Я вскрикиваю от неожиданности, но тут, же замолкаю. Обхватываю Пита за шею, и мы вместе покидаем ненавистную спальню. Я прижимаюсь к нему и утыкаюсь в плече. Мне кажется, что я снова сплю. То, что происходит со мной не похоже на правду.
- Над твоей ногой тоже потрудились врачи из Капитолия, но все же, моя работает лучше, - смеется Пит, когда мы начинаем спускаться по лестнице.
- Хорошо, что здесь включен свет. Я бы посмотрела на тебя, если бы ты…
- Если бы я упал? - Пит останавливается и резко поворачивает ко мне голову.
Наши лица встречаются в нескольких сантиметрах друг от друга, и я прекращаю дышать, когда чувствую его дыхание на своей коже. К щекам Пита подступает краска, и он быстро отворачивается.
В гостиную мы спускаемся, не проронив ни единого звука. Пит помогает мне сесть на диван и быстренько уходит в кухню. Я его прекрасно понимаю, сама бы убежала куда подальше – лучше всего на улицу. Дождь освежил бы мои мысли и привел в порядок горящее лицо.
- Что ты будешь на завтрак? – неожиданно весело спрашивает Пит.
- Ничего, - бормочу я.
- Значит, я приготовлю что-то на свое усмотрение, - кричит он из кухни, гремя посудой.
Я откидываюсь на спинку дивана и закрываю глаза. Затем, открываю их и осматриваю подаренную Цинной пижаму. Как бы мне хотелось оставить все воспоминания о нем, Финнике, Прим и остальных не только в своей памяти. Я хочу, чтобы их образы навсегда остались на бумаге, так же, как растения в маминой книге.
«Конечно, мамина книга!»
Я набираю в грудь воздух и кричу:
- Пит! Подойди скорее сюда!
Из кухни тут же выскакивает Пит. Он на ходу вытирает испачканные в муке руки, и когда видит, что со мной все в порядке, с облегчением замирает на месте.
- Я знаю, чем хочу заняться! Мы с тобой напишем книгу памяти! – начинаю я, - Я буду записывать в ней то, что помню о людях, которых мы узнали за последние несколько лет, а ты будешь рисовать их! Это так же, как с маминой книгой, помнишь?
Пит подходит ближе и садится в кресло напротив:
- Помню, конечно. Но понимаешь, Китнисс, я не уверен, что смогу рисовать теперь, после всего…

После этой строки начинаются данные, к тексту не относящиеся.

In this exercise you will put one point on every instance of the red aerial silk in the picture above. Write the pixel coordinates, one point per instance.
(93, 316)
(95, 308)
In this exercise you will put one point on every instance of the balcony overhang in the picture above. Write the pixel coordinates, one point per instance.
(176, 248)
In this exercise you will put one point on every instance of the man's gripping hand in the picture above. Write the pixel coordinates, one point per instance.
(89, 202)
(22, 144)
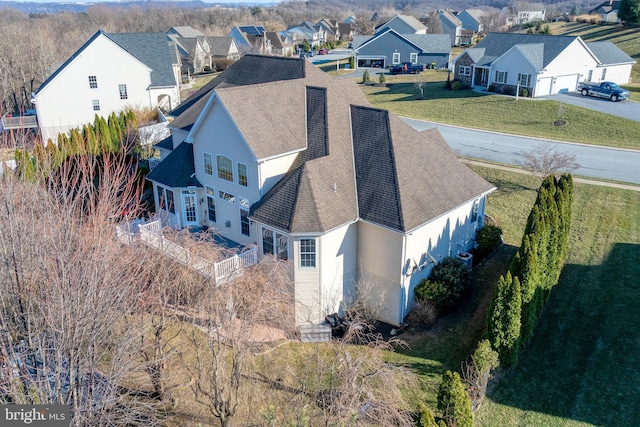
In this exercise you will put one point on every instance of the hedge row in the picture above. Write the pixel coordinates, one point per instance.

- Ты сможешь! И я смогу! Мы выплеснем свои мысли на бумагу, оставим память о тех, кого нет рядом, - продолжаю я, и вдруг замечаю что-то знакомое на тумбочке у окна.
Я колеблюсь всего несколько секунд. Вне сомнений, это охотничья сумка. И она не принадлежит мне. Значит ли это, что… Сердце пропускает удар и начинает громко стучать в груди.
- Китнисс? – Пит следит за моим взглядом и сокрушенно опускает голову.
- Это охотничья сумка, да? – спрашиваю я, мгновенно забывая обо всем на свете, - Но это не моя сумка. Чья она?
Пит продолжает рассматривать свои ноги. Его молчание затягивается и начинает действовать мне на нервы.
- Пит, кому принадлежит эта сумка? – я почти срываюсь на крик, резко встаю на ноги, и, цепляясь руками за мебель, делаю несколько уверенных шагов к тумбочке.
- Стой, - Пит вскакивает с места и преграждает мне путь.
- Хватит уже глупых секретов! – я застываю на месте и смотрю просто ему в глаза; пусть видит, что у меня внутри клокочет ярость, - Что еще ты от меня скрываешь? Чья это сумка, Пит?!
Наконец, он сдается под моим натиском и отходит в сторону.
- Это сумка Гейла, - срывается с губ Пита, прежде чем он поворачивается ко мне спиной.
- Что? – переспрашиваю я, не веря своим ушам.
- Гейл в Двенадцатом дистрикте, Китнисс, - рассеянно говорит он по пути в кухню, - Приехал, как только узнал, что с тобой произошло.